While activation of MLKL has been reported to induce macrophage necroptosis, and targeting macrophage necroptosis may have therapeutic and diagnostic value in atherosclerosis 25, the data of Ren Guo et al. indicate that Mlkl deficiency does not influence bone marrow-derived macrophages (BMDM) polarization and cytokines production. Previous reports exploring the role of necroptosis in cerebral ischemia have shown that defective necroptosis induced polarization of macrophages/microglia toward M2 phenotype, but had not impact on polarization of naïve blood macrophages 26. Taken together, these results indicate that MLKL may have cell type-specific functions, not only related to cell fate but also to its embryonic origin.
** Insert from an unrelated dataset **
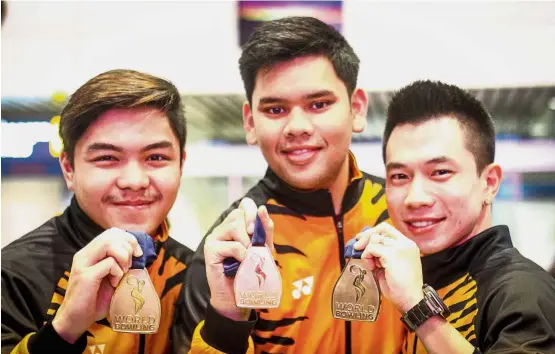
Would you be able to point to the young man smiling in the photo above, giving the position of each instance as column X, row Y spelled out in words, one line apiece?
column 439, row 148
column 300, row 79
column 124, row 138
Next to its role as an effector of necroptosis, MLKL also participates in the assembly of the NLRP3 (NOD-like receptor family, pyrin domain containing 3) inflammasome 27. MLKL-induced NLRP3 inflammasome formation and IL-1β cleavage occur before cell lysis. Furthermore, necroptotic activation of NLRP3, but not necroptotic cell death alone, is necessary for the activation of NF-κB in healthy bystander cells, suggesting that NLRP3 inflammasome activity is a driving force of inflammation in MLKL-dependent diseases 27. Therefore, it would be useful to evaluate the contribution of MLKL-dependent inflammasome in the progression of liver fibrosis.

The evidence presented by Ren Guo et al. contributes to a better understanding of the role of MLKL in the development of liver fibrosis. It clearly confirmed that MLKL does not only serve as an effector of necroptosis but exhibits non-necroptotic functions that should be considered in future drug therapy. Nevertheless, further studies are needed to evaluate the differential contribution of MLKL in non-parenchymal cells vs. hepatocytes and whether pharmacological inhibition can hold promise as a therapy for liver fibrosis.